Veinte minutos después, al otro lado del Paseo del Prado, una docena de pavorreales la emprendía a picotazos contra los paseantes del parque del Retiro y una piara de cerdos devoraba los maceteros del paseo Recoletos y la plaza Cibeles. El teléfono no paraba de sonar en la comisaría de la Puerta del Sol en la que el agente Evaristo Besteiro cumplía servicio por décimo día consecutivo.
—Policía Nacional, ¿diga? —Besteiro posó las manos en el teclado —Repita, por favor. Se escucha muy mal.
No había terminado de teclear la dirección exacta del incidente cuando sonó otro teléfono.
—¿Está segura, señora? —insistió—. Le advierto que las falsas alarmas están. ¡Déjeme hablar! … ¡Le digo que las falsas alarmas están… están…!
Y sonó otro más.
—¡Que las falsas alarmas están penadas con multas de hasta treinta mil euros!
Repicó otro más.
—¡Comisaría! ¿Diga?
Y otro.
Cuantos más detalles y explicaciones aportaban los denunciantes, más persistente se hacía el efecto rebobinado de las voces al otro lado del teléfono. Besteiro pensó que algo, alguien, el destino quizá, venía a cobrarle todos los botellines que había bebido en los últimos quince años de su vida y que no desaparecían de su cuerpo por mucho que saliera a correr con la esperanza de dejarlos atrás.

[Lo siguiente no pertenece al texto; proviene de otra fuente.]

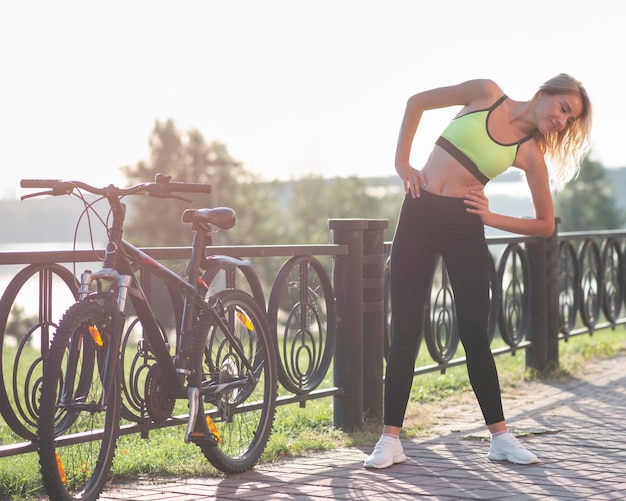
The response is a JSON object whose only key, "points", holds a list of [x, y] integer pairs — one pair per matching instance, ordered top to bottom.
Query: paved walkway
{"points": [[577, 427]]}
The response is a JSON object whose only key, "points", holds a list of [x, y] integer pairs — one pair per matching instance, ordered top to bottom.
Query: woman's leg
{"points": [[412, 264], [468, 268]]}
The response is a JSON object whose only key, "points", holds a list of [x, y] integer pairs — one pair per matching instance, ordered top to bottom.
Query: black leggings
{"points": [[431, 225]]}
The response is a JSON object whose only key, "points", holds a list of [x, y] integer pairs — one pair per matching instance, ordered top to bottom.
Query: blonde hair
{"points": [[565, 149]]}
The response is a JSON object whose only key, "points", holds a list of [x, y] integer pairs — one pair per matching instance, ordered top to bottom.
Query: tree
{"points": [[186, 157], [314, 200], [588, 202]]}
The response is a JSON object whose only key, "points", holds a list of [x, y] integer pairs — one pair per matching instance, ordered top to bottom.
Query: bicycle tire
{"points": [[21, 412], [245, 416], [77, 437]]}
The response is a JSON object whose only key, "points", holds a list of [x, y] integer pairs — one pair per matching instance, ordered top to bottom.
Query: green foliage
{"points": [[186, 157], [313, 200], [588, 202], [273, 212], [18, 322]]}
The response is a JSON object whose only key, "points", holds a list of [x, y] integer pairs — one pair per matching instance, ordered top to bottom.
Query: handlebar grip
{"points": [[39, 183], [187, 187]]}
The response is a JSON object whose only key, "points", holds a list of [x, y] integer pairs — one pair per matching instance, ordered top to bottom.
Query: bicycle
{"points": [[224, 353]]}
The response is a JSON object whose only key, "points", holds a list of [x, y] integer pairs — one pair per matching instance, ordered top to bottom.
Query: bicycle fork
{"points": [[123, 283]]}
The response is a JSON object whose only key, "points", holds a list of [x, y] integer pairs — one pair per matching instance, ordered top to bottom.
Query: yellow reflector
{"points": [[245, 320], [95, 334], [213, 429], [60, 468]]}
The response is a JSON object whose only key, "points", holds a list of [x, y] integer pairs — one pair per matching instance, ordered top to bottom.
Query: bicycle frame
{"points": [[118, 269]]}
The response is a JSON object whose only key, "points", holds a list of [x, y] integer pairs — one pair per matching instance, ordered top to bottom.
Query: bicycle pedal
{"points": [[200, 438]]}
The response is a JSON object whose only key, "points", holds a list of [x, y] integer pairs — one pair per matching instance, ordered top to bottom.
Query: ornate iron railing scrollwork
{"points": [[590, 262], [612, 279], [515, 286], [568, 287], [302, 301], [440, 321], [20, 408]]}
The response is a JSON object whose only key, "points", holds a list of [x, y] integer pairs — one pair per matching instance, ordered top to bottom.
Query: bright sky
{"points": [[290, 86]]}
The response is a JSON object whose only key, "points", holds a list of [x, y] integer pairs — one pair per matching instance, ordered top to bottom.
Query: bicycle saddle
{"points": [[222, 217]]}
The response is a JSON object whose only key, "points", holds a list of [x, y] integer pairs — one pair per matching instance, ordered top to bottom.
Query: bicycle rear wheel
{"points": [[245, 412], [79, 421]]}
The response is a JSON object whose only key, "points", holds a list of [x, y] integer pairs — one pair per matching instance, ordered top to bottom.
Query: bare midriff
{"points": [[445, 176]]}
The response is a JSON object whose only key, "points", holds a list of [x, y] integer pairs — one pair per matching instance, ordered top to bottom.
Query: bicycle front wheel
{"points": [[245, 410], [79, 421]]}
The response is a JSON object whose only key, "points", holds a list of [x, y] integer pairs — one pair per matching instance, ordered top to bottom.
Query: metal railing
{"points": [[328, 308]]}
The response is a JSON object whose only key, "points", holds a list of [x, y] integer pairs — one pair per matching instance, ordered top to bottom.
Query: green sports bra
{"points": [[468, 140]]}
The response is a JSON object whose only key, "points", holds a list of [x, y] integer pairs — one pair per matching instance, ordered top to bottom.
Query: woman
{"points": [[444, 212]]}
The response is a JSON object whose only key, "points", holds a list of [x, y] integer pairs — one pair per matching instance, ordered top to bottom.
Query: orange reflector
{"points": [[245, 320], [95, 334], [213, 429], [61, 469]]}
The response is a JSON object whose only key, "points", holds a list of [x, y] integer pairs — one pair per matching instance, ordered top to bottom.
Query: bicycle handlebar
{"points": [[160, 187]]}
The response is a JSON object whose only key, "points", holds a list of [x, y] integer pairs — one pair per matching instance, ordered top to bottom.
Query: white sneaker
{"points": [[507, 447], [388, 451]]}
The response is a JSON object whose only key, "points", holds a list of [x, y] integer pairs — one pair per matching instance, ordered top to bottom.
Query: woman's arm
{"points": [[470, 94], [542, 224]]}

Si sobrevivía al ataque de pánico de quince minutos que ya padecía desde antes de comenzar su turno, saldría de una vez por todas del armario y gritaría a los cuatro vientos la verdad: que él era un gato atrapado en un cuerpo humano.
—Espere un momento —el agente miró el reloj. Aún quedaban seis horas de servicio.
Europa cumplía el sexto mes de inmunidad tras la pandemia, pero las fronteras continuaban cerradas para evitar que los viajeros procedentes del resto de los continentes introdujeran nuevas variantes de un virus cuyo caso número cero provino de un murciélago que alguien compró en un mercado chino para hacer una sopa fría.
El cierre del comercio, la caída del turismo y el falso armisticio entre los académicos y las ministras de la lengua echó por tierra cualquier aspiración de paz y concordia. El año nuevo entró sin relevar al anterior y se abrió paso como una segunda temporada de la misma serie. Mientras la ciudad vivía una ola de manifestaciones protagonizadas por animales, el agente Besteiro se lamía el vello de los brazos, los académicos seguían tecleando sus soflamas en mayúsculas y los ganaderos se aferraban a sus bolígrafos Bic y sus libretas de cálculos.
—Dos por dos, cuatro, más el 15% de IVA —el ganadero de reses bravas mojó la punta de su bolígrafo con la lengua—, menos las retenciones por IRPF, ¡este trimestre sale a pagar!
—¡No, no, sale a devolver! —lo interrumpió el criador de bueyes gallegos.
—¡Suma! ¡Suma! ¡Resta! ¡Resta! —añadió el cajero que había conseguido volver a su puesto de trabajo tras el segundo desayuno y el desenjaule.
Los ganaderos que dedicaban su tiempo a sacar cuentas, lo transmitían todo en directo a través sus teléfonos móviles. Las imágenes se expandieron como un incendio en las redes sociales, y aunque alguno de esos ganaderos hubiese podido despojar a los animales de las alforjas cargadas de dinamita de utilería que colgaba de sus lomos, los productores de leche y carne seguían haciéndose selfies con el hashtag #Héroes. La opinión pública se puso a favor de los animales y bajo un movimiento denominado #TodosSomosCharolés los ciudadanos salían de sus casas para manifestarse en los semáforos, mugiendo todos a la vez.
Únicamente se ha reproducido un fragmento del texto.